There's a huge incentive for both EU and Google to have the latter just pay a fine every now and then and remain in business.
I see this as an indirect way to solve the problem of tax havens, because little known fact: the money that goes to pay the fines effectively reduces the pool of EU member contributions, because it's distributed using the same method.
The EU is not short on money, and its existence and effectiveness do not hinge on how much money it "makes".
Google is pretty big, but not that big if compared to 27 sovereign countries and their combined GDPs.
The biggest problem the EU has is credibility with its populations. Taking on online privacy for their citizens was a huge win. It made a lot of people aware that the EU can be more than boring fish-quota and agricultural subsidies.
The chance of Google getting away with paying a fine every now and then is pretty much non-existent.
To illustrate: Google has a yearly revenue of ~90 Billion Euros. The maximum penalty for violating the GDPR is 4% of that = 3.6 Billion Euros. The EU has ~450 Million citizens without the UK.
If the EU fined Google for the maximum amount (which is rare) every year, it would raise 8 Euros per citizen.
There is no cap of 4% per year. If you just continue your violations the EU can continue levying fines and go past the 4% until you comply with the lawful order.
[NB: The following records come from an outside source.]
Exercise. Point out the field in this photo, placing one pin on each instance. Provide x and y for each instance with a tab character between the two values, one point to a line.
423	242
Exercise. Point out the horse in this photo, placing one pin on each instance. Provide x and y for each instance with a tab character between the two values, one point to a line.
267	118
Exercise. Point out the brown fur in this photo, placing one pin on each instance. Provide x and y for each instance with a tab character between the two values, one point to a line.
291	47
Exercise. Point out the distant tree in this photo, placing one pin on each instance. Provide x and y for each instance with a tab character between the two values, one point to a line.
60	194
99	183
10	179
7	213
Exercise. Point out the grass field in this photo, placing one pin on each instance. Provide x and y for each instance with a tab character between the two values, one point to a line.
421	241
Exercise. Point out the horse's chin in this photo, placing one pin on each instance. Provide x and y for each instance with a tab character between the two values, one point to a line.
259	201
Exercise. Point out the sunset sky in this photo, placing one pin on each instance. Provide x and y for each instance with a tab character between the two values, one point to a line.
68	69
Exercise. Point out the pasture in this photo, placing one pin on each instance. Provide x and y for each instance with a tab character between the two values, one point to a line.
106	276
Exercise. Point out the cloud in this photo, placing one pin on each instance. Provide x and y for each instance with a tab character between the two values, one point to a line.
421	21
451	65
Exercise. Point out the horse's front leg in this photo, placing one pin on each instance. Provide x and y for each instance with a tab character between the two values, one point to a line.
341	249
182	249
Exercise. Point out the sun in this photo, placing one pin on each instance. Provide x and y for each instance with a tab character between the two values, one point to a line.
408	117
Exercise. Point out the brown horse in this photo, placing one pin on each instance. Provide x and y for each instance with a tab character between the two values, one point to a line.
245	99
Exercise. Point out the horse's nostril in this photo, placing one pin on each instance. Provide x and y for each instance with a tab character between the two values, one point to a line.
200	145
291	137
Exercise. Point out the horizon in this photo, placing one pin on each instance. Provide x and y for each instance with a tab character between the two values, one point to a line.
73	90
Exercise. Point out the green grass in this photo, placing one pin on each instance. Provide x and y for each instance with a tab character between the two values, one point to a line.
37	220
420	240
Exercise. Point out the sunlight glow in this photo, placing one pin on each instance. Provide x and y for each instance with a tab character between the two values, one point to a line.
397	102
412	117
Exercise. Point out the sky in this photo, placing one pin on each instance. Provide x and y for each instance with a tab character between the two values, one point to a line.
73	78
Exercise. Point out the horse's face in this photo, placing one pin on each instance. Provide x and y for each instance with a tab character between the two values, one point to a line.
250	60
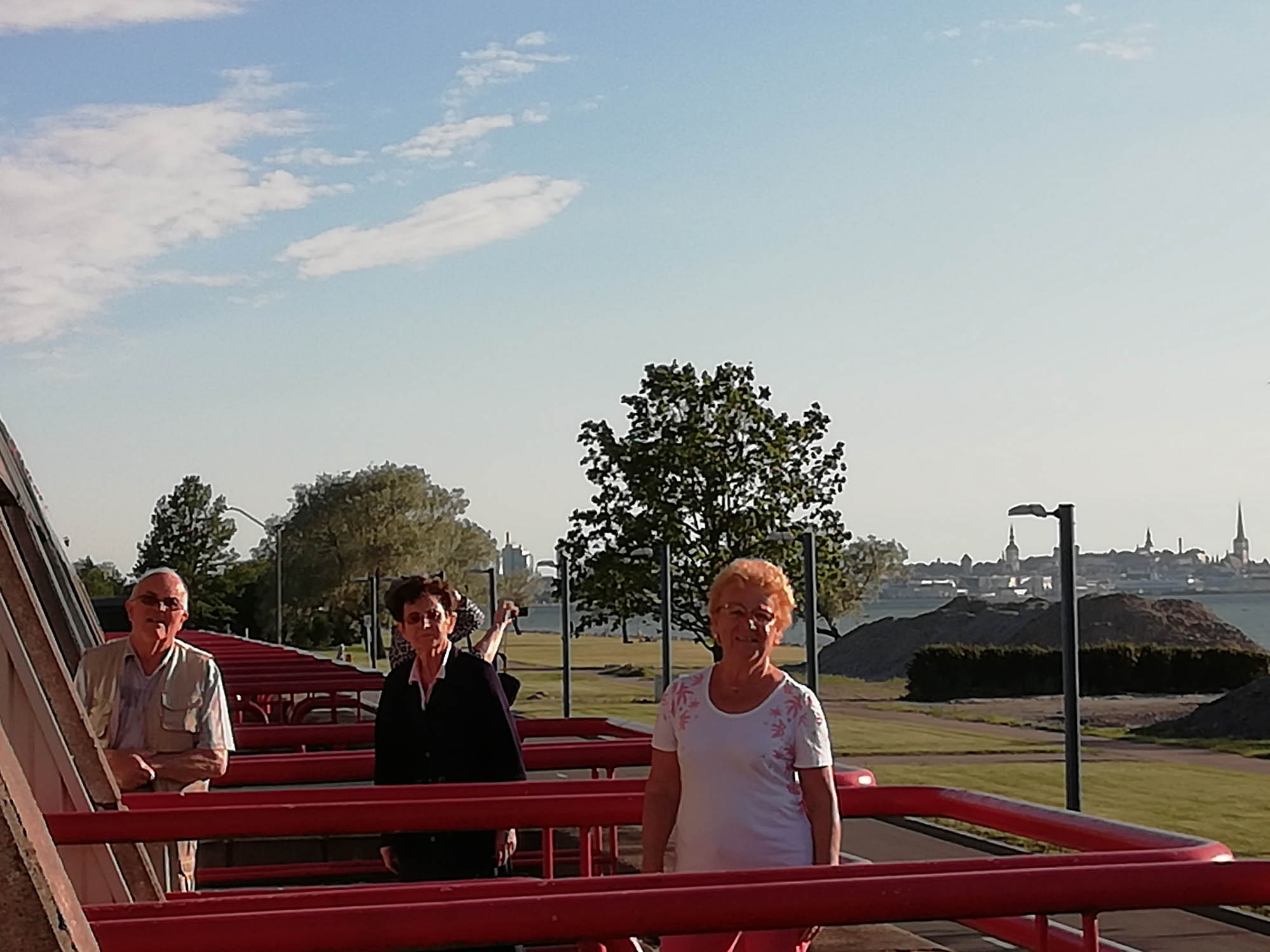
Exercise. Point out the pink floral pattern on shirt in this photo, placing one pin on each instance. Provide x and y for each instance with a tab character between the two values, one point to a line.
682	701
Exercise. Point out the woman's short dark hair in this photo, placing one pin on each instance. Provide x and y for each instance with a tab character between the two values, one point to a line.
412	588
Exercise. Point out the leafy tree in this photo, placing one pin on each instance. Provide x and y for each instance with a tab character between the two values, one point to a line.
191	533
867	565
525	588
247	591
381	521
100	579
708	466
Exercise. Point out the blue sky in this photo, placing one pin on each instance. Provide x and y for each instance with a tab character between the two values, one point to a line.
1017	250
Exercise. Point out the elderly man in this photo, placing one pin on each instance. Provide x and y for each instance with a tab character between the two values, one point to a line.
156	705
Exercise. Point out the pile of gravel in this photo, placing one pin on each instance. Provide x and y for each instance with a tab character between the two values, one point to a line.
883	649
1244	713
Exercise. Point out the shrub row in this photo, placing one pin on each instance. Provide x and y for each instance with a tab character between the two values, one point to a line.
947	672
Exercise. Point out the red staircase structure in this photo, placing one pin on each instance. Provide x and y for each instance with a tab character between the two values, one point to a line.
280	786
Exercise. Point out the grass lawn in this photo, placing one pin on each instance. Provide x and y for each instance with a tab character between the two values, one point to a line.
1233	808
632	700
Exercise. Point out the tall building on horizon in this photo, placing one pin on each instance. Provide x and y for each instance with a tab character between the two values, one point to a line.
1013	553
1240	545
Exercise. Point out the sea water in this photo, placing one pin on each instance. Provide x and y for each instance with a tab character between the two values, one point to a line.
1246	611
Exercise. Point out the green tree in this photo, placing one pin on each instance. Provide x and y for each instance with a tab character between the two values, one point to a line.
525	588
191	533
708	466
100	579
865	567
247	591
381	521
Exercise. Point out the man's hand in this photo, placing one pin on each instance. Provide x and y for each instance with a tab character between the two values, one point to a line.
504	845
389	859
130	768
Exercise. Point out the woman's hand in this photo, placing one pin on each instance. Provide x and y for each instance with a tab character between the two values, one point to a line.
507	611
504	846
389	860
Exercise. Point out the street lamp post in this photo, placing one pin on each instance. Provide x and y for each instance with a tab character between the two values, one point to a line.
1066	516
809	601
277	560
663	572
562	569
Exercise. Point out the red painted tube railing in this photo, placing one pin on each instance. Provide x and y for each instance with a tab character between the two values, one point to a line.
1032	821
258	737
595	808
371	796
212	822
349	766
398	894
629	906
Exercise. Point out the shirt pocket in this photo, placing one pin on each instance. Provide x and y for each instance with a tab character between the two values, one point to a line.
179	713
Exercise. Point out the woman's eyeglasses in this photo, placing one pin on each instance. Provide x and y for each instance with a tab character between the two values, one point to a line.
760	617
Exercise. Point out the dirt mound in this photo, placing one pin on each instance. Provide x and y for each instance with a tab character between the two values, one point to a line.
882	650
1244	713
1137	621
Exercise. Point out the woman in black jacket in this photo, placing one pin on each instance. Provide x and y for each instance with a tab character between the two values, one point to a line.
442	719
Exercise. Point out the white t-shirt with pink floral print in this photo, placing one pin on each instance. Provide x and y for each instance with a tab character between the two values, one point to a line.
741	807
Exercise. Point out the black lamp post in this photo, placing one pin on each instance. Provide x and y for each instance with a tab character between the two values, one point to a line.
1066	516
562	569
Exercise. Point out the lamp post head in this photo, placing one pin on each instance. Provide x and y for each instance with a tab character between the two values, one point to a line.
1030	509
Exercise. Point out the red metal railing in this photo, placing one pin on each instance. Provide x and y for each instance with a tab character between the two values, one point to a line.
452	915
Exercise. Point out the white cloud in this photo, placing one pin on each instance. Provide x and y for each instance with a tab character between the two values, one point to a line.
443	140
34	15
313	155
93	196
459	221
496	65
1025	24
255	301
1132	50
202	281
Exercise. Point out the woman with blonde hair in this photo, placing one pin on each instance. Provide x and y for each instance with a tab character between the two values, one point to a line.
742	766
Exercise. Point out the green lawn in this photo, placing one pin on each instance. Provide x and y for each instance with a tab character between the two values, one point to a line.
1226	805
632	700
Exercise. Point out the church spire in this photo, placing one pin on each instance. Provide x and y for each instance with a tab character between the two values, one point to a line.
1240	545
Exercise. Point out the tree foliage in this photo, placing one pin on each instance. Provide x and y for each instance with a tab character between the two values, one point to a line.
381	521
191	532
867	565
100	579
708	466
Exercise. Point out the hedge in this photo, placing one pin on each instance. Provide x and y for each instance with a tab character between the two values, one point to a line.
947	672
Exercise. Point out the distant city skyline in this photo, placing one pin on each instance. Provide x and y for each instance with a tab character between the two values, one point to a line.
1015	250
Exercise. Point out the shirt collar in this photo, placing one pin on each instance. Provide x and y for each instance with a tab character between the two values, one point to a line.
130	652
417	669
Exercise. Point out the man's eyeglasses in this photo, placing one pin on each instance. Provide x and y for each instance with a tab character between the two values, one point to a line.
435	619
166	605
760	617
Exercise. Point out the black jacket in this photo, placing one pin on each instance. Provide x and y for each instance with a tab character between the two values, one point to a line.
465	735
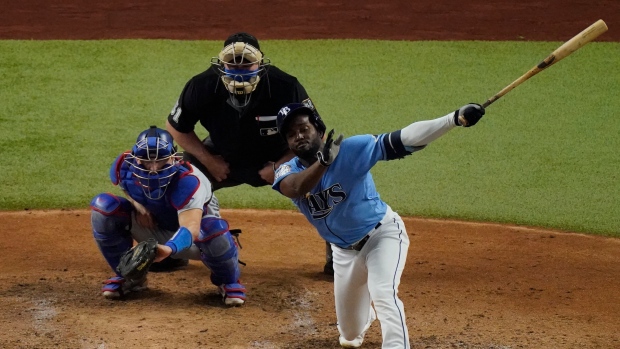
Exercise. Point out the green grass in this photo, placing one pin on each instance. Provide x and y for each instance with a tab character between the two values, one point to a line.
545	155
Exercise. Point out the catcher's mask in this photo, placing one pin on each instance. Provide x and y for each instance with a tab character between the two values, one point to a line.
154	161
240	65
287	112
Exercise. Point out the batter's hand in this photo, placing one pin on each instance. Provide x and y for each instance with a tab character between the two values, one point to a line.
267	173
330	149
468	115
143	216
218	168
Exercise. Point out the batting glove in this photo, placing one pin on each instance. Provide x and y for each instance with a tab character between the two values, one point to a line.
468	115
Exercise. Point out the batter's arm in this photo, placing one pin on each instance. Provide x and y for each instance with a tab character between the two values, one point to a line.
299	184
421	133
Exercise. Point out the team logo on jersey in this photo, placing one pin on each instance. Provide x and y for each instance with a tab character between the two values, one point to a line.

I am not sure what the cap is in practice, because as far as I know no company has continued to just ignore EU for more than a few months.
I think the only cap is that at some point, a company has no property left in the EU that can be confiscated and all their managers the EU can get hold of are imprisoned for contempt of court. There is no way that the EU just gives up saying "oh well, we tried".
> There's a huge incentive for both EU and Google to have the latter just pay a fine every now and then and remain in business.
For the EU, making a decision frequently means getting the consensus of 28 governments with sometimes very different ideologies. I don't think it's capable of plotting.
Sure. You have twenty-eight governments, each with multiple ministers. A mix of socialists, liberals, christian democrats and fascists. None of them value markets and low taxes (the difference between liberals and socialists is that the latter like red). They somehow trust each other to keep their conspiracy secret. Oh, and half the European Parliament is part of the plot as well.
At the same time, they have serious problems agreeing on tax reform. Because somehow, their interests are only aligned when it comes to secretly taxing Google.
Please take off your tinfoil hat. When the EU properly taxes Google, it will do so openly.
The heads of government and ministers don't get to keep the fines for themselves. It's in their self-interest to get themselves bribed by Google, not to fine them.
Secretly taxing Google by making a privacy law, giving businesses years to prepare for it and hoping Google violates it anyway doesn't even make sense. Taxing them using, well, taxes is easier, quicker and more likely to work.
You're right. But that isn't because it's impossible to write a working tax law, but because the EU hasn't managed to agree on passing one without someone insisting on loopholes.
(The people who decided to expand the EU to 28 members without overhauling its decision-making processes, which were designed for a community of 5 members with a much more limited scope, must have been on drugs.)
You wrote that all countries are interested in money. To an extent that is of course true, and it also applies to Ireland.
I see this as an indirect way to solve the problem of tax havens, because little known fact: the money that goes to pay the fines effectively reduces the pool of EU member contributions, because it's distributed using the same method.